Quantification of dickkopf-1 (Dkk-1) levels

Serum samples were obtained through venous punctures and stored at −80°C until assays were performed. Commercially available kit was used (Biomedica Medizinprodukte GmbH & Co KG, A-1210 Wien, Divischgasse 4). Serum samples were diluted 2:7 and were processed by an enzyme immunoassay. DKK-1 levels were estimated by means of colourimetric measurements at 450nm and by interpolation from a standard curve (0–160pM) on an ELISA plate reader, obtaining DKK-1 serum concentrations in pM. The intra- and inter-assay coefficients of variation were <3%.

Statistical analysis

First, a descriptive analysis was performed. For this purpose, collected variables between patients with early and established axSpA were compared using Student t-test for continuous variables and chi-square test for categorical variables. The results are presented as mean and standard deviation (SD) for continuous variables and as percentage and relative frequencies for categorical variables. Second, separate linear regression models adjusted for age and gender were employed for identifying the variables related to serum levels of DKK-1. For all the analyses, SPSS software version 21.0 was employed and p-values less than 0.05 were considered statistically significant.

Results

Ninety patients with axSpA were included in this study. Sixty-eight patients were classified as early axSpA and 22 as established disease. Results for demographic, disease characteristics and biomarkers in each group of patients are shown in Table 1. Compared to patients with established disease, patients with early axSpA were younger, had a higher proportion of females, lower degree of disease activity and less enthesis involvement. As expected, they also had higher mobility range aside from a better function.

Table 1.

Demographic, disease characteristics and biomarkers based on symptoms duration.
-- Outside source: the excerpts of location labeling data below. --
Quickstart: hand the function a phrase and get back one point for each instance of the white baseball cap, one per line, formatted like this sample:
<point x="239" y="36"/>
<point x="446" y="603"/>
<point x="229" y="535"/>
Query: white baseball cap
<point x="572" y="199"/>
	Early axSpA N=68	Established axSpA N=22	p value
Age (years)	34.6±9.7	43.2±11	<0.01
Gender (male, %)	48 (70.6%)	20 (90.9%)	<0.05
Symptoms duration (months)	19.3±17.4	183.3±112.4	<0.001
Uveitis	3 (4.4%)	7 (31.8%)	<0.01
Peripheral arthritis	38 (55.9%)	14 (63.6%)	0.5
Psoriasis	4 (5.9%)	4 (18.2%)	0.09
Inflammatory bowel disease	9 (14.8%)	1 (4.8%)	0.2
HLA-B27	44 (68.8%)	17 (85%)	0.1
BASDAI (0–10)	5.3±2.3	7.0±1.8	0.001
ASDAS-CRP	2.9±1.2	3.8±0.8	<0.001
CRP (mg/L)	10.5±17.2	17.8±21.5	0.1
Patient's VAS (0–100)	50.5±27.7	70.0±22.9	<0.01
BASFI (0–10)	4.1±2.9	6.5±2.4	<0.001
MASES (0–13)	1.4±2.6	3.5±2.9	<0.01
BASMI (0–10)	2.7±1.3	4.1±1.4	<0.001
Concomitant NSAID	40 (58.8%)	15 (68.2%)	<0.01
DKK-1 (pM)	22.1±12.6	16.4±10.7	0.04

BASDAI: Bath Ankylosing Spondylitis Disease Activity Index; ASDAS: Ankylosing Spondylitis Disease Activity Score; CRP: C Reactive Protein; Patient's VAS: patient's global visual analog scale; BASFI: Bath Ankylosing Spondylitis Functional Index; MASES: Maastricht Ankylosing Spondylitis Enthesitis Score; BASMI: Bath Ankylosing Spondylitis Metrology Index; NSAID: Nonsteroidal Anti-Inflammatory Drugs; DKK-1: Dickkopf-1. Results are shown as mean±standard deviation or absolute number with percentages. p value in bold: with statistical significance.

Importantly, DKK-1 serum levels were found to be statistically significant higher in patients with early axSpA compared with patients with established disease (22.1±12.6 vs 16.4±10.7pM; p=0.04, respectively).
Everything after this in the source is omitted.